5 things we learned from Steelers’ season-opening loss to Patriots
FOXBOROUGH, Mass. — Five things we learned from the Patriots’ 33-3 win over the Steelers in the season opener:
1. Shortage of yards
The Steelers came up short in one crucial area, which made for a long night against the New England Patriots in their season opener at Gillette Stadium.
Four times in the game, including three in the second quarter when the Patriots turned a 10-0 advantage into a comfortable 20-point lead, the Steelers faced a third or fourth down while needing a yard to convert.
That the Steelers bungled all four opportunities explains how the Patriots turned a close game into a rout.
• On third-and-1 from the Steelers 30, James Conner was stuffed for no gain. Jordan Berry punted.
• After getting the ball back following a three-and-out, the Steelers faced another third-and-1 from their 44. Conner took a pitch toward the left end and was brought down for a 4-yard loss. Berry punted again, and the Patriots went 80 yards in six plays to take a 17-0 lead.
• On fourth-and-1 at the Patriots 47 with two minutes left in the half, Donte Moncrief couldn’t hold onto a pass, and the Patriots took over on downs. Stephen Gostkowski kicked his second of four field goals to give the Patriots a 20-0 advantage.
• On the opening drive of the second half, the Steelers got to the Patriots 1. On third-and-goal, a fade for Moncrief fell incomplete, and Chris Boswell kicked a 19-yard field goal. Four plays later, the Patriots used a 58-yard touchdown pass to wipe out any good feelings and take a 27-3 lead.
2. Bad to the last drop
Moncrief, signed in free agency to help make up for the loss of Antonio Brown, had a cringe-worthy debut. He dropped a handful of passes and finished with three receptions on 10 targets for a measly 7 yards.
After one week, Moncrief’s catch percentage of 30 ranks the lowest among NFL qualifiers. He also was called for a false start that turned a third-and-15 into a third-and-20 on the Steelers’ second drive of the game.
Moncrief, it should be noted, was not one of the worst offenders last year in terms of dropping passes. Cleveland’s Jarvis Landry had an NFL-high 11 drops, but Moncrief was credited with four during his lone season with the Jacksonville Jaguars.
3. Lack of turnovers
After setting a mandate to get more takeaways, the Steelers got none against the Patriots. Not a good debut for a defense that tied a franchise-low with eight interceptions last year and forced the third-fewest turnovers in the NFL.

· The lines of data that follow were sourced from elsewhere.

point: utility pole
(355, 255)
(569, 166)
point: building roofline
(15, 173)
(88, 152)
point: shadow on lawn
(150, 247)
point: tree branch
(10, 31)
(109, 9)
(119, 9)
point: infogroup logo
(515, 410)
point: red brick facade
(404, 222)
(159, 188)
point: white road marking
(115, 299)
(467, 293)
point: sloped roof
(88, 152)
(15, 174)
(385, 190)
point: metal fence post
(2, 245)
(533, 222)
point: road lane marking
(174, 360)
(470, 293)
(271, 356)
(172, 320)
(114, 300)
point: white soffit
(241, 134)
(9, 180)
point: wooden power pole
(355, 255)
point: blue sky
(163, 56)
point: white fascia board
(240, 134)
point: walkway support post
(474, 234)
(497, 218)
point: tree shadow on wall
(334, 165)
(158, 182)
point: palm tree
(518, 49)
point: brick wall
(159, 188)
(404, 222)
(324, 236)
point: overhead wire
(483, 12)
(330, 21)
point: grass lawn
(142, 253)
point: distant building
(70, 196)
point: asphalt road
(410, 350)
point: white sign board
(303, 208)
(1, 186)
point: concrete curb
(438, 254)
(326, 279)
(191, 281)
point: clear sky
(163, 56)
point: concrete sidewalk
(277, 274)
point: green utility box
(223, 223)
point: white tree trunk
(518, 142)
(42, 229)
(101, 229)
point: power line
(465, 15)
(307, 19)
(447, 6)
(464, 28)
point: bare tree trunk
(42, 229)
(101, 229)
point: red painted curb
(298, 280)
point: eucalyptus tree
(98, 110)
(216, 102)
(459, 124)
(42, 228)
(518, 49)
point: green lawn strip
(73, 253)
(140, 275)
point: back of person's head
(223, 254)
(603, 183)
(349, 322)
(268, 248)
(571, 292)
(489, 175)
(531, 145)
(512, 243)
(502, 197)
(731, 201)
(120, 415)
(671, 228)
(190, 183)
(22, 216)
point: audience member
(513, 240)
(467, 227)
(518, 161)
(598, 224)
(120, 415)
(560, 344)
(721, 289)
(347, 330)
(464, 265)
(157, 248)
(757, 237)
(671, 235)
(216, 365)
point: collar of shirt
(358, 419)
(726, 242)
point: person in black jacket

The Steelers did apply a sliver of pressure on Tom Brady, getting credited with five quarterback hits. Bud Dupree had the lone sack, which came in the third quarter with the Steelers trailing 27-3.
On the back end, the Steelers had just one pass defensed — by strong safety Terrell Edmunds. Free safety Kameron Kelly, starting in place of injured Sean Davis, allowed two big pass plays, including the 58-yard touchdown pass from Brady to Phillip Dorsett.
4. Where was Vance?
Given that the Steelers were debuting an offense that was minus Brown, one player who figured to get his share of targets was veteran tight end Vance McDonald.
McDonald was coming off a season in which he established career highs with 50 catches and 610 yards and tied a career best with four touchdown catches. Yet, McDonald was surprisingly absent until the game was well out of hand.
It wasn’t until 2 minutes, 6 seconds were left in the 30-point blowout that McDonald received his first target. Over the final seven snaps, McDonald had four passes thrown his direction, and he caught two for 40 yards.
McDonald often was on the sideline when the Steelers went with four receivers while they desperately tried to get back in the game to no avail.
5. Key players banged up
The Steelers could be short-handed in practice this week and perhaps the home opener Sunday against Seattle.
Several significant starters exited with injuries against the Patriots. Cornerback Joe Haden, who suffered a shoulder injury, returned to the game, but three other starters left and didn’t come back. Center Maurkice Pouncey injured his ankle in the fourth quarter, T.J. Watt left with a sore hip and wide receiver JuJu Smith-Schuster exited late with a toe injury.
Injuries will test any team’s depth. But when you are trying to rebound from a 30-point loss, it usually is favorable to have your best players on the field. Coach Mike Tomlin didn’t label any of the injuries as serious, but more won’t be revealed until Tuesday at his weekly news conference.